Why are the blooms falling off my scarlet runner beans?

Murphysboro, IL(Zone 6b)

Hello, all! This is the first time I've grown runner beans, as opposed to bush string beans. The flowers are gorgeous, but when they're done blooming, they fall off as if they've been snipped with tiny scissors, leaving just a blunt stalk behind. With all the beans I'm familiar with, the little green leafy cup that connects the bloom to the stalk stays behind, and the bean grows from there. With the runner beans, this cup (anyone know the botanical term?) is falling off with the spent blooms.

Nutrient deficiency? Flowers not being pollinated? Some kind of pest snipping them off? The beans are growing in a large self-watering container, and they look generally lush and healthy; I put up a 5 ft. trellis, which turned out to be way too short. The plants have reached the top already and they're searching for more. We live out in the woods with tons of flying insects -- I can't believe there's not *something* out there that would pollinate these beans....

Fayetteville, AR(Zone 6b)

I had the same question and was told it was probably too hot here for them. Maybe you have the same problem?

Ayrshire Scotland, United Kingdom

the water fluctuation and dry heat causes this problem as it is like stress to any flowering plant, dont know if you have water restrictions, but if you still have some plants of this type that have not flowered yet, try to break up the surface of the soil along the rows so that air and water can penetrate the soil and give them a good soaking, after that a good mulch of say lawn cuttings will help keep the roots cool and the water wont evaporate so fast, it is a good idea to always try to water them at about the same time each day/night try not to get water onto the foliage if you water in the cooler evening when the heat is off the sun as you could cause mold to grow, the next time you grow any bean family, try to dig out a trench about 8 inches deep and through in as much organic matter into the trench as they like a good rich soil and this helps to retain some moisture for the root system, also just to be on the safe side, do check out your pants to make sure you dont have any insects that are eating the flowers as they form, some forms of bee's are known to cut the flower heads off plants as do ear wigs, good luck. WeeNel.

Murphysboro, IL(Zone 6b)

Thanks for the input! They're in a self-watering container so they're kept nice & evenly moist -- I'll bet it's the heat. We've had quite a few days over 90 degrees already. :: crosses runner beans off list for future ::

Tuscaloosa, AL(Zone 7b)

Seems to me that I read on another thread recently where Farmerdill said that scarlet runner beans don't like the heat and they have to be grown in cool weather. I have some seeds, but I'll hold them until fall.

Karen

Ayrshire Scotland, United Kingdom

No too many things from the bean or pea edible family really like a lot of heat, I have to apologize here as sometimes I forget just how hot you guy's do get the sun, I am just the opposite here where it is the cold or short sun season that causes me the problems, beans dont like a lot of heat and also they like rich humus soil under the roots as the are greedy plants, but good luck anyway, WeeNel.

Fayetteville, AR(Zone 6b)

I do like the idea of the trench full of organic matter. I may try that with all of my types of beans next year.

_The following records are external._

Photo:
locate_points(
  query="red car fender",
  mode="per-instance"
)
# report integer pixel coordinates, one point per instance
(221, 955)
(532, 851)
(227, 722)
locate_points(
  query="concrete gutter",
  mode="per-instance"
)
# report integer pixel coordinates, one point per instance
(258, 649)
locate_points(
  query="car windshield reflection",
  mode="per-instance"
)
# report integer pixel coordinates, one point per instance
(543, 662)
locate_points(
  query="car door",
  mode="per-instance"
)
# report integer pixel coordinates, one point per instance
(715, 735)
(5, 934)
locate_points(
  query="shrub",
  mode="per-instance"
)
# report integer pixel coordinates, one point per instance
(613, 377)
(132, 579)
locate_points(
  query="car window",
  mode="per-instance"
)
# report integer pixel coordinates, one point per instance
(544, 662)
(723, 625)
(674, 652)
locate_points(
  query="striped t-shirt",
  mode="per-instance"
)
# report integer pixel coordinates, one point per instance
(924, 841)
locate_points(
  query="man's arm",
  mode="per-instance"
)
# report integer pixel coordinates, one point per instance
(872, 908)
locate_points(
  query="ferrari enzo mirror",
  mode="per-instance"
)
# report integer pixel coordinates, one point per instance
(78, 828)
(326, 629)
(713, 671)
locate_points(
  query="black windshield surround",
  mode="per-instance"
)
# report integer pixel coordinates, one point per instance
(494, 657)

Ayrshire Scotland, United Kingdom

Hi Chico, Every spring, I dig out my trench for the bean/pea family, then toss all my kitchen waist into the trench for a few weeks/months, then cover it with my own organic home made compost, then fill the trenches back up again with the soil from the trench when I dug it out, I top fill it the day I go to plant the seeds (I make the trenches about 8/12 inches deep) I also soak the trench with the garden hose before I plant the seeds as this seems to help speed up the germination in the open ground, or I start the seeds of under cover and plant the small peas/beans when the weather is right, I then dont have to feed them all season, all I do is tie them up the canes as they grow, hope this gives you some other ideas, good luck, WeeNel.

Nellysford, VA

I have just posted the same question, we are hot as well... I remember when we grew them at home in the old days gardeners discussed manual pollination and also spraying the blooms with a water mister to help them set. Certainly heat was never a problem in England.

Murphysboro, IL(Zone 6b)

Yes, to lend further evidence to the heat theory, our temperatures dipped back down to the low 80's for a couple weeks, with low 60's at night, and I finally have five or six beans developing on the plant. But out of 100-200 blooms, this is not too impressive! The hummingbirds continue to enjoy the flowers, though.

Nellysford, VA

I am finally getting a few beans developing, enough for 5 bean salad!!

Dickson City, PA

I am having the same problem, tons of flowers, all falling off, but I have noticed very few beans that are progressing nicely. I would say 80% of the flowers fall off. The weather here in PA has been hot, lots of rain, and my other beans are doing great, but these. I water at the base when it's too hot early in the morning and late in the evening if we have a over 80 degree day. The bees are pollinating so that's not the problem. So I will do what the other commenters are doing, a trench, I'll put worm castings down and some other goodies. If anyone else does anything different, please let me know. This is my first time using these runner beans. I never thought these beans would be difficult, but they are pretty to grow.